WASHINGTON, D.C.—Today the U.S. House of Representatives is expected to vote on a legislative package containing provisions aimed at improving access to affordable health care, including for those with serious pre-existing conditions like cancer.
Specifically, the reforms included in Title I and Title II would expand access to tax credits, improving affordability for many middle-class families, increase Medicaid funding to encourage states to expand coverage, and improve consumer outreach and enrollment efforts. The package would also rescind the rule that extends the availability of short-term, limited duration insurance plans (STLD). These plans can deny or charge people more for coverage based on their health status, are exempt from covering essential health services, and can charge older people more than they charge a younger person for the same coverage. They can also establish coverage limits.
A Congressional report released last week showed STLD plans often deny coverage to people with pre-existing conditions, reject claims for services a patient would reasonably consider coverable, set unreasonably low limits on covered benefits and intentionally use misleading marketing tactics. The report’s findings mirror similar results from an ACS CAN report issued last year that showed STLD plans can cost cancer patients up to five times as much in out-of-pocket costs as a comprehensive plan.
A statement from Lisa Lacasse, president of the American Cancer Society Cancer Action Network (ACS CAN) follows:
“Today the House can take decisive action to strengthen the nation’s health care system and provide greater access to life-saving coverage for millions of Americans, including cancer patients, survivors and all those at risk for the disease.
“Rarely has there been a time when the need for comprehensive health coverage has been more critical than during the coronavirus pandemic. Access to meaningful care is essential to improving public health. Provisions in this legislation would help make health care more affordable by expanding tax credits to additional middle class families currently struggling to afford premiums. It would provide health coverage to millions of low-income and recently unemployed Americans by encouraging states to expand Medicaid through improved federal funding. And it would bolster outreach and enrollment efforts, critical strategies to increase access to health care coverage for those who need it.

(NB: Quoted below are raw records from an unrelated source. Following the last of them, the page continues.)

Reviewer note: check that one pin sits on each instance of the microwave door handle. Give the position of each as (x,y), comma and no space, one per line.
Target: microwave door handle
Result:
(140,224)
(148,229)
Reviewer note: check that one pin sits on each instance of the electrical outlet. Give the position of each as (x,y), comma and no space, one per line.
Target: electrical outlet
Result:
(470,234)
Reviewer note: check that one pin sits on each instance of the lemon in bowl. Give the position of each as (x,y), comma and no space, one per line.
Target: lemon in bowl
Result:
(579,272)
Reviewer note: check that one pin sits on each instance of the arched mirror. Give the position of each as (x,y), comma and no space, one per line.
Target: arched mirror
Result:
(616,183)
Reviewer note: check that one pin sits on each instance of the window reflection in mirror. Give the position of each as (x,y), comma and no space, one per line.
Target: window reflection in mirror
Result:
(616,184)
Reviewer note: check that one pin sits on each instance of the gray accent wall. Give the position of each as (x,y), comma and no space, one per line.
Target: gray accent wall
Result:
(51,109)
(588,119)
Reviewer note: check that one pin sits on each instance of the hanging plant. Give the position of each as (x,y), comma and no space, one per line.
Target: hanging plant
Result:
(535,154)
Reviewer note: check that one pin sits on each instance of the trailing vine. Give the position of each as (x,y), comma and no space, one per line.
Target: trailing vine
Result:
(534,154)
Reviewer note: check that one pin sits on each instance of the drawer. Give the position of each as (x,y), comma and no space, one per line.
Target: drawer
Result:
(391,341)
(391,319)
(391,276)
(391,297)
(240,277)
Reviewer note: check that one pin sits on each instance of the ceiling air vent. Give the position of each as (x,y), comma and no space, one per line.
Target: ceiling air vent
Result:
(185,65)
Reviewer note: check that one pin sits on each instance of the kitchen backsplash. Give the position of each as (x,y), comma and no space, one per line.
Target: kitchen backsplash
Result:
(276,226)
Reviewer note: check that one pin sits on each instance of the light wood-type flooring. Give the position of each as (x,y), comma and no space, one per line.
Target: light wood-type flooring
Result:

“Additionally, rescinding the short-term limited duration (STLD) rule would protect patients—especially those with pre-existing conditions like cancer—from purchasing inadequate coverage that is likely to deny them care for the very services they need and leave them with unsurmountable medical bills should they get sick. These kinds of barebones plans have proven disastrous for patients and only serve to weaken the insurance market by splitting it between the young and healthy—who are attracted to these plans—and those who have no choice but to pay more for comprehensive coverage.
“This legislative package offers a chance to strengthen our health care system at a critical moment and build toward a future where everyone can access and afford comprehensive health care coverage.”